Torna l’orrore dei talebani: spari e morti. Ma la resistenza si organizza nella valle del Panshir
Torna l’orrore dei talebani. A Jalalabad si torna a sparare. Ieri per le strade della città si sono sentiti fischi, urla e slogan. La folla ha sventolato la vecchia bandiera dell’Afghanistan e urlato “Via i talebani, via il nostro Paese”. Sono le prime manifestazioni contro gli ex studenti delle scuole coraniche. E la furia talebana si è subito abbattuta contro i cittadini. I talebani hanno sparato a raffica. E i proiettili hanno ucciso.
I talebani sparano a Jalalabad: 35 morti
Prima si è parlato di tre morti e decine di feriti. Poi il numero delle vittime è aumentato: 35 i morti durante le proteste contro i talebani a Jalalabad, secondo quanto ha riportato Sky TG24, che ha citato una testimonianza esclusiva. «Oggi il popolo che abita nella provincia afgana chiamata Nangarhar è uscito in strada con le vecchie bandiere dell’Afghanistan. Per fermarli, i talebani hanno sparato e ammazzato trentacinque persone», ha detto a Sky TG24 un testimone oculare della protesta avvenuta a Jalalabad, capoluogo della provincia orientale di Nangarhar. La rabbia tra la gente è alta. Spari anche all’aeroporto della capitale afghana, dove gli insorti hanno cercato di disperdere la folla che si è accalcata per fuggire dal Paese. Clima che continua anche oggi. I talebani, come riporta SkyTg24, stanno ordinando alle persone di lasciare l’aeroporto e tornare a casa se non hanno il diritto di viaggiare.

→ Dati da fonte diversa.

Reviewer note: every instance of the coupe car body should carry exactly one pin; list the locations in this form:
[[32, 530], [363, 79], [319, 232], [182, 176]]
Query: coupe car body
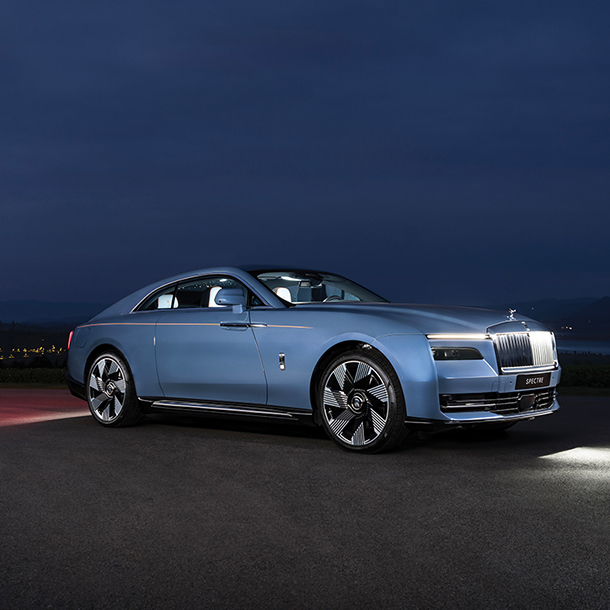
[[309, 346]]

Repressione delle proteste
I talebani hanno mostrato apparentemente un volto buono, hanno promesso la riconciliazione nazionale, ma dalle regioni che controllano da anni arrivano descrizioni crudeli delle loro azioni contro chiunque osi ribellarsi. Non possono permettersi di perdere il controllo di Jalalabad. Vi transita la provinciale che dalla capitale porta al Kyber Pass per raggiungere Peshawar in Pakistan.

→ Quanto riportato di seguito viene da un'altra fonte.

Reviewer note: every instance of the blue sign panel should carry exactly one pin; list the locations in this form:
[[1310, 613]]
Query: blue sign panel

La resistenza si organizza nella valle del Panshir
Ma, come si legge sul Corriere della Sera, è vicino alla valle del Panshir che si prepara il prossimo scontro militare. Fu proprio lì che negli anni Novanta il capo militare tajiko, Ahmad Shah Massoud, fu in grado di organizzare la resistenza armata contro i talebani vittoriosi in tutto il resto del Paese. Massoud fu poi assassinato da Al Qaeda due giorni prima degli attentati dell’11 settembre 2001. Oggi al suo posto c’è il figlio 32enne, Ahmad Massoud. Con lui ci sono l’ex ministro della Difesa del governo Ghani, Bismillah Mohammadi, e Amirullah Saleh, ex vicepresidente e per molti anni direttore dei servizi segreti legato alla Cia. Stanno organizzando la difesa della vallata nella speranza di lanciare da qui l’offensiva per ricacciare i talebani. Le loro milizie stanno riprendendo il controllo delle province di Parvan e Kapisa.
Una statua abbattuta dai talebani
Più in là nella provincia di Bamiyan i miliziani hanno fatto saltare in aria una statua che raffigurava Abdul Ali Mazari, un leader della minoranza etnica hazara ucciso nel 1996. Gli americani e gli alleati della coalizione internazionale continuano l’evacuazione.
«Non sarà una democrazia»
Intanto, come riporta il sito dell’Ansa.it, fonti dei talebani e dell’ex presidente Hamid Karzai citate dalla televisione Tolo hanno detto che le due parti stanno lavorando per la formazione di un “governo inclusivo” in Afghanistan. L’annuncio fa seguito alla notizia che oggi l’ex presidente ha incontrato a Kabul Anas Haqqani, uno dei leader della Rete Haqqani, una forza militare jihadista che fa parte dei Talebani. Fonti vicine a Karzai hanno fatto sapere che lunedì lo stesso Karzai e Abdullah Abdullah, ex inviato governativo per la riconciliazione, hanno incontrato anche un altro esponente dei Talebani, Amir Khan Motaqi. Ma l’alto funzionario Hashimi avvisa: «Non sarà una democrazia, la legge è la Sharia».